About a month ago, we sent one kid halfway around the world to a place we’ve never been, to live with people we’d never met, in the interest of giving him a little culture and us a little break from having to wade through the mess in his room to collect our dinnerware.
Even before Jack became an exchange student, we were fairly involved in this program, which meant regularly telling other parents to suck it up and deal with the fact their kid was out from under their wing – well before we knew what it was like to send our own kid packing. I’ll admit to being less than sympathetic than we could have been, though naiveté has ever stopped me from lecturing.
One thing I didn’t anticipate was how much sending Jack away was going to dial up latent tiger-mom tendencies that I never realized I had.
There was a thing recently about language lessons. When school opened in Denmark for the year, Jack mentioned something about foreign students being offered additional instruction in Danish, which was helpful because his whole “winging it” strategy was not panning out as well as he’d hoped.
Later in the day, I messaged to ask how the lessons went and found out he’d missed his first session — something about a misunderstanding and thinking someone was going to come for him, but they didn’t, and he wasn’t sure about the time anyway, and, well, there you go.
This kind of thing, as it turns out, is a bit of a trigger. There is really nothing worse to hear than I screwed up or missed a memo or forgot, and now I have to sit something out.
When my kid tells me something just happened or didn’t happen because of his lack of action, it makes my eye twitch. It doesn’t have anything to do with whether that something was worth the slightest amount of effort. It’s the lack of action resulting in squandered opportunity that gets me.
Some of my earliest memories have to do with obsessing over “What if?”
There was, for example, The Caterpillar Story:
Once a little girl went to the garden store with her mom and sister. It was eleventy-bajillion degrees outside, but the girl's mom probably thought her children had enough time in front of the boob tube and needed to get out.
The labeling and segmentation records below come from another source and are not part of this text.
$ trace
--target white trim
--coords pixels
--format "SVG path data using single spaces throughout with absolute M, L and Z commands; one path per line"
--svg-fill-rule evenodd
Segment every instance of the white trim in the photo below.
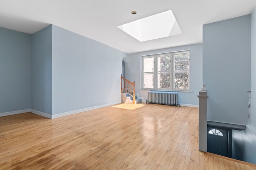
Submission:
M 0 113 L 0 117 L 5 116 L 10 116 L 10 115 L 16 115 L 17 114 L 24 113 L 30 112 L 30 109 L 26 110 L 18 110 L 17 111 L 10 111 L 9 112 L 2 113 Z
M 31 113 L 40 115 L 40 116 L 44 116 L 44 117 L 47 117 L 49 119 L 52 119 L 52 115 L 48 113 L 38 111 L 37 110 L 33 110 L 33 109 L 30 109 L 30 111 Z
M 90 107 L 86 108 L 84 109 L 80 109 L 78 110 L 73 110 L 72 111 L 67 111 L 66 112 L 62 113 L 60 113 L 52 115 L 52 119 L 54 119 L 57 117 L 62 117 L 68 115 L 72 115 L 73 114 L 77 113 L 78 113 L 82 112 L 83 111 L 88 111 L 88 110 L 93 110 L 94 109 L 98 109 L 99 108 L 103 107 L 104 107 L 109 106 L 111 105 L 114 105 L 116 104 L 121 103 L 121 101 L 117 102 L 114 103 L 112 103 L 109 104 L 104 104 L 102 105 L 97 106 L 96 106 L 91 107 Z
M 150 91 L 151 90 L 153 91 L 164 91 L 166 92 L 193 92 L 193 91 L 177 91 L 177 90 L 148 90 L 148 89 L 138 89 L 139 91 Z
M 186 107 L 199 107 L 199 106 L 196 104 L 180 104 L 180 106 L 186 106 Z

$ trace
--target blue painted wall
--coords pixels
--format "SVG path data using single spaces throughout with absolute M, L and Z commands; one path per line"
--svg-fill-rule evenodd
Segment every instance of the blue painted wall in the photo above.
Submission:
M 125 64 L 126 78 L 135 82 L 135 93 L 146 100 L 148 90 L 141 90 L 141 56 L 151 54 L 190 50 L 190 90 L 192 92 L 179 92 L 180 104 L 198 105 L 198 92 L 202 87 L 202 44 L 196 44 L 173 48 L 138 53 L 129 55 L 129 63 Z
M 250 15 L 203 27 L 203 82 L 208 120 L 246 125 L 250 89 Z
M 256 164 L 256 9 L 251 14 L 251 124 L 232 131 L 234 158 Z
M 256 9 L 251 14 L 251 122 L 256 129 Z M 256 134 L 256 131 L 254 132 Z
M 32 35 L 31 107 L 52 113 L 52 34 L 50 25 Z
M 30 108 L 31 35 L 0 27 L 0 113 Z
M 120 102 L 125 53 L 52 25 L 52 113 Z

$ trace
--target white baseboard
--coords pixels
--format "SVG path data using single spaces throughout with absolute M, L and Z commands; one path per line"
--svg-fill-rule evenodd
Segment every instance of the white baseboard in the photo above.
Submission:
M 10 116 L 10 115 L 16 115 L 17 114 L 24 113 L 30 112 L 30 109 L 27 109 L 26 110 L 18 110 L 17 111 L 2 113 L 0 113 L 0 117 L 2 116 Z
M 78 113 L 82 112 L 83 111 L 88 111 L 88 110 L 93 110 L 94 109 L 98 109 L 99 108 L 103 107 L 104 107 L 109 106 L 110 106 L 114 105 L 115 104 L 121 103 L 121 101 L 112 103 L 109 104 L 104 104 L 102 105 L 97 106 L 90 107 L 86 108 L 85 109 L 80 109 L 79 110 L 74 110 L 73 111 L 68 111 L 55 115 L 50 115 L 48 113 L 42 112 L 33 109 L 27 109 L 26 110 L 18 110 L 17 111 L 10 111 L 9 112 L 0 113 L 0 117 L 9 116 L 10 115 L 16 115 L 17 114 L 31 112 L 37 115 L 40 115 L 49 119 L 54 119 L 57 117 L 60 117 L 62 116 L 77 113 Z
M 121 103 L 121 101 L 115 103 L 112 103 L 109 104 L 104 104 L 102 105 L 97 106 L 96 106 L 91 107 L 90 107 L 86 108 L 84 109 L 79 109 L 79 110 L 74 110 L 72 111 L 67 111 L 66 112 L 62 113 L 61 113 L 52 115 L 52 119 L 54 119 L 57 117 L 62 117 L 62 116 L 66 116 L 68 115 L 76 114 L 78 113 L 82 112 L 83 111 L 88 111 L 88 110 L 93 110 L 94 109 L 98 109 L 99 108 L 103 107 L 104 107 L 109 106 L 110 106 L 114 105 L 116 104 Z
M 30 112 L 36 114 L 37 115 L 40 115 L 40 116 L 44 116 L 44 117 L 49 119 L 52 119 L 52 115 L 38 111 L 37 110 L 33 110 L 33 109 L 30 109 Z
M 186 106 L 186 107 L 199 107 L 199 106 L 195 104 L 180 104 L 180 106 Z

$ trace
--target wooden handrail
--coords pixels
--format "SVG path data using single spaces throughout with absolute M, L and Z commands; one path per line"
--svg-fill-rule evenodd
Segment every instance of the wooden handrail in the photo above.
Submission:
M 133 83 L 123 77 L 121 74 L 121 93 L 124 92 L 133 98 L 133 103 L 135 104 L 135 82 Z

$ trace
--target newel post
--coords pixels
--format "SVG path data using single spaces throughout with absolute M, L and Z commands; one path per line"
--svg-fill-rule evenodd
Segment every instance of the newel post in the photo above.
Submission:
M 199 150 L 207 152 L 207 91 L 206 85 L 199 92 Z
M 121 74 L 121 94 L 123 92 L 123 85 L 122 84 L 122 82 L 123 82 L 123 76 Z
M 135 104 L 135 82 L 133 81 L 133 104 Z

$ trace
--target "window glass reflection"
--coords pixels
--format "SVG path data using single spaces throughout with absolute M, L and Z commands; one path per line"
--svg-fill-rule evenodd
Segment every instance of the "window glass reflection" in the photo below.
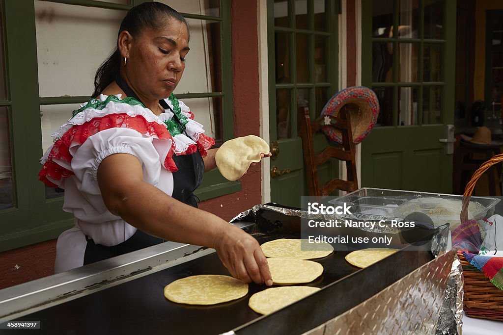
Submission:
M 374 87 L 379 99 L 379 114 L 377 126 L 393 126 L 393 87 Z
M 423 124 L 442 123 L 443 87 L 426 86 L 423 89 Z
M 372 82 L 393 82 L 393 43 L 372 43 Z
M 0 209 L 14 206 L 9 110 L 0 107 Z
M 276 127 L 278 139 L 289 139 L 292 137 L 290 125 L 290 89 L 276 90 Z
M 372 3 L 372 37 L 393 37 L 393 3 L 389 0 L 374 0 Z
M 398 125 L 417 124 L 417 87 L 400 87 L 398 91 Z

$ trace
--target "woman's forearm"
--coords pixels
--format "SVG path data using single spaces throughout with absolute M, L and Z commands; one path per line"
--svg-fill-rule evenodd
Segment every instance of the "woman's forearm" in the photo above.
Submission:
M 102 162 L 98 182 L 113 214 L 165 240 L 214 247 L 215 238 L 228 224 L 174 199 L 143 181 L 142 175 L 139 162 L 131 155 L 114 155 Z
M 217 167 L 217 163 L 215 162 L 215 154 L 217 153 L 218 148 L 210 149 L 206 153 L 206 157 L 203 158 L 204 161 L 204 172 L 213 170 Z

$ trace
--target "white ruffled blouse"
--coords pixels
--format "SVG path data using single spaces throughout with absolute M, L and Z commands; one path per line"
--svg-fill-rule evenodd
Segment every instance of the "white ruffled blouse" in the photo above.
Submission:
M 171 101 L 166 101 L 173 107 Z M 53 134 L 54 143 L 41 159 L 39 175 L 46 184 L 64 189 L 63 209 L 73 213 L 75 223 L 58 239 L 56 273 L 83 265 L 86 236 L 97 244 L 112 246 L 136 232 L 105 205 L 97 180 L 105 158 L 117 153 L 134 156 L 145 182 L 171 195 L 172 172 L 177 170 L 172 156 L 199 149 L 204 157 L 214 144 L 203 135 L 202 125 L 192 120 L 188 107 L 179 102 L 188 121 L 186 131 L 194 140 L 183 134 L 171 136 L 164 122 L 173 117 L 171 110 L 158 117 L 135 100 L 121 99 L 120 94 L 92 99 Z

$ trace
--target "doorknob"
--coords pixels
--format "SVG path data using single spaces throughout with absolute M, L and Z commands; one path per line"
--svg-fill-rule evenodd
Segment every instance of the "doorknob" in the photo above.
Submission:
M 278 176 L 281 176 L 285 173 L 290 173 L 290 169 L 287 168 L 284 170 L 280 170 L 276 165 L 273 165 L 273 167 L 271 168 L 271 178 L 276 178 Z
M 452 155 L 454 153 L 454 130 L 456 129 L 454 125 L 447 125 L 447 138 L 439 139 L 439 142 L 446 143 L 445 153 L 447 155 Z
M 278 145 L 278 142 L 275 141 L 271 144 L 271 159 L 273 160 L 276 160 L 278 158 L 278 155 L 280 154 L 280 146 Z

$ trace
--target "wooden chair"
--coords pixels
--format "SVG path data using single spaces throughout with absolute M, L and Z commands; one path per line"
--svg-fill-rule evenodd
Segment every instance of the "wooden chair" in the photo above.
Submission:
M 300 136 L 302 139 L 304 161 L 307 175 L 309 196 L 327 196 L 336 189 L 351 192 L 358 189 L 355 144 L 353 142 L 351 122 L 348 117 L 348 110 L 347 109 L 347 105 L 341 109 L 339 117 L 331 116 L 328 117 L 331 121 L 330 127 L 335 127 L 341 132 L 342 148 L 329 146 L 325 148 L 320 153 L 315 154 L 313 134 L 320 130 L 324 125 L 325 116 L 318 118 L 311 124 L 309 108 L 305 106 L 299 107 L 299 125 Z M 326 162 L 331 157 L 346 161 L 348 180 L 334 178 L 320 187 L 318 182 L 317 167 Z

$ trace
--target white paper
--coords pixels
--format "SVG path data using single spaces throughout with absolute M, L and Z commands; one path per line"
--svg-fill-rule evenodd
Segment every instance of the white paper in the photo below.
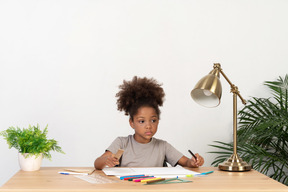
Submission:
M 185 177 L 186 175 L 199 174 L 198 172 L 185 169 L 181 166 L 177 167 L 106 167 L 103 169 L 106 175 L 125 176 L 125 175 L 153 175 L 159 177 Z

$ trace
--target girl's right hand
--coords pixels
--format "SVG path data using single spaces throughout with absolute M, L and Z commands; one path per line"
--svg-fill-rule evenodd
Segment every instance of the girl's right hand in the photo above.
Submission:
M 115 167 L 116 165 L 120 164 L 119 160 L 115 157 L 114 154 L 108 155 L 105 158 L 106 158 L 105 164 L 108 167 Z

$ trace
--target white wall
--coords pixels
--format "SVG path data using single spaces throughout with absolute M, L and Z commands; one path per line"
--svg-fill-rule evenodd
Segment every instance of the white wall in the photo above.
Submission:
M 123 79 L 154 77 L 166 101 L 156 137 L 205 157 L 232 140 L 232 95 L 219 107 L 190 98 L 220 62 L 242 96 L 268 97 L 265 80 L 287 73 L 285 0 L 0 0 L 0 131 L 44 128 L 65 155 L 43 166 L 93 166 L 117 136 L 133 131 L 116 109 Z M 239 108 L 243 107 L 241 102 Z M 19 170 L 0 138 L 0 185 Z

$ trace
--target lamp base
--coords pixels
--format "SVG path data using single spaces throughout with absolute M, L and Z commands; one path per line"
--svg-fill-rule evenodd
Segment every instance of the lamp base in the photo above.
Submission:
M 227 161 L 220 163 L 218 168 L 222 171 L 250 171 L 252 166 L 243 161 L 237 154 L 231 155 Z

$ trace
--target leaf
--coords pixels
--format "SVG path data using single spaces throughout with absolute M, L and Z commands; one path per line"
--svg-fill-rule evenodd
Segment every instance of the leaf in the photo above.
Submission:
M 239 112 L 238 155 L 253 168 L 288 185 L 288 75 L 265 81 L 272 98 L 252 97 Z M 209 145 L 218 165 L 233 153 L 233 143 L 214 141 Z
M 20 129 L 19 127 L 9 127 L 2 131 L 0 136 L 3 136 L 7 141 L 9 148 L 15 148 L 20 153 L 31 153 L 31 155 L 43 154 L 44 158 L 51 160 L 50 151 L 64 153 L 61 147 L 54 139 L 47 139 L 48 125 L 41 131 L 39 125 Z

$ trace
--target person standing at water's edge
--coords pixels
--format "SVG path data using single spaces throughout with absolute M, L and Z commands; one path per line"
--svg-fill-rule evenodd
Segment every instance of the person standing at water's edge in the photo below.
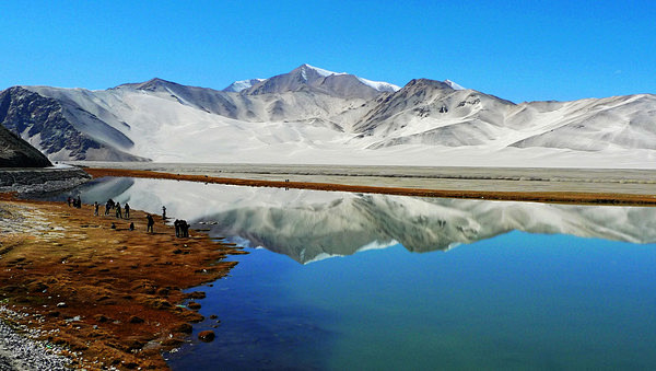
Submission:
M 145 219 L 148 220 L 148 225 L 145 227 L 145 232 L 151 232 L 151 233 L 155 233 L 155 220 L 153 219 L 153 216 L 151 216 L 150 213 L 145 216 Z

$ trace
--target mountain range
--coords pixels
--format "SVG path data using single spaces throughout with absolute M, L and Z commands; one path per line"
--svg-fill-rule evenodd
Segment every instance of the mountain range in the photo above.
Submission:
M 302 65 L 223 90 L 13 86 L 0 123 L 50 160 L 654 167 L 656 96 L 513 103 Z

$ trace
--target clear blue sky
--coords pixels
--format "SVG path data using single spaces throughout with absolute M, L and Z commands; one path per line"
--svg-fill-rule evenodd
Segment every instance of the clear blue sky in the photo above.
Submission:
M 0 89 L 223 89 L 309 63 L 514 102 L 656 93 L 656 1 L 3 1 Z

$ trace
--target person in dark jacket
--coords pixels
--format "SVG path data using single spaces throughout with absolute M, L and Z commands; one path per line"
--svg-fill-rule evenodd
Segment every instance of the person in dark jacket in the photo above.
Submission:
M 145 227 L 145 232 L 151 232 L 151 233 L 155 233 L 155 220 L 153 219 L 153 216 L 151 216 L 150 213 L 145 216 L 145 219 L 148 220 L 148 225 Z

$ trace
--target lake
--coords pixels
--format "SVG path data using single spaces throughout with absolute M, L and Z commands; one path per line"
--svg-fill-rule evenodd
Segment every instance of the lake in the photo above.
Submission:
M 656 208 L 139 178 L 75 192 L 166 206 L 249 252 L 201 288 L 174 370 L 656 368 Z

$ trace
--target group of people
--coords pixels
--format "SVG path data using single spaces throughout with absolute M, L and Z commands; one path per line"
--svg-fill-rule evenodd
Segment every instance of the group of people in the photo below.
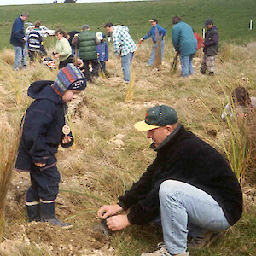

On the garden store counter was a fish bowl with a couple of huge, hairy caterpillars. The winner of a drawing would take the whole setup home. The mom asked if the girls wanted to enter, and one of them — who was hot and tired and didn’t want to miss The Electric Company — said “Meh, we’re more into frogs, anyway,” and asked to go home.
From that day on, throughout the rest of the summer and into the start of the school year, the lazy girl who had just wanted to watch TV would lay awake at night and wonder, what if she had won the drawing? What if huge, furry caterpillars are actually great pets? What if she could have trained them to eat from her hand and sit up and do any number of furry caterpillar tricks?
She would never know because she’d squandered the opportunity to enter the drawing and was doomed to have nothing but loud, little tree frogs in jars on her window sill making all kinds of racket while they lived out their short, agonizing lives wondering how they managed to be captured by a heartless little girl and now lived in a jar with sticks and grass and nothing to eat.
OK, so flash forward and Jack misses a Danish lesson because he wasn’t really paying attention. What followed was me sitting on my hands to keep from typing anything more intense than “Oh well, I’m sure you’ll figure out where your class is tomorrow … or … sometime.”
Who am I to say, “Get your butt off that chair and go find out when your stinking lessons are?”
I’m the person who lets unlabeled bags of baby teeth accumulate. And nobody needs a lecture from his mother halfway around the world.
And no, the irony of my wanting to take an exchange student — someone who has recently flung himself into daily scrutiny of his clothes and his manners and his way of speaking and any and every ridiculous thing going on in his home country by the shoulders and has shouted carpe-freaking-diem — is not lost on me.
Things like this do tend to work themselves out, if I can let them go. A kid will eventually find his way to a class, even if his mom isn’t there to guide him by the hand, just like a six-year-old will get a grip and realize it was probably good for the caterpillars that she didn’t enter the drawing, based upon what eventually happened with the frogs.
Sometimes missed opportunities are occasions for a mom to practice her coping skills. Other times they’re the universe, or whatever, telling her that caterpillars don’t make good pets.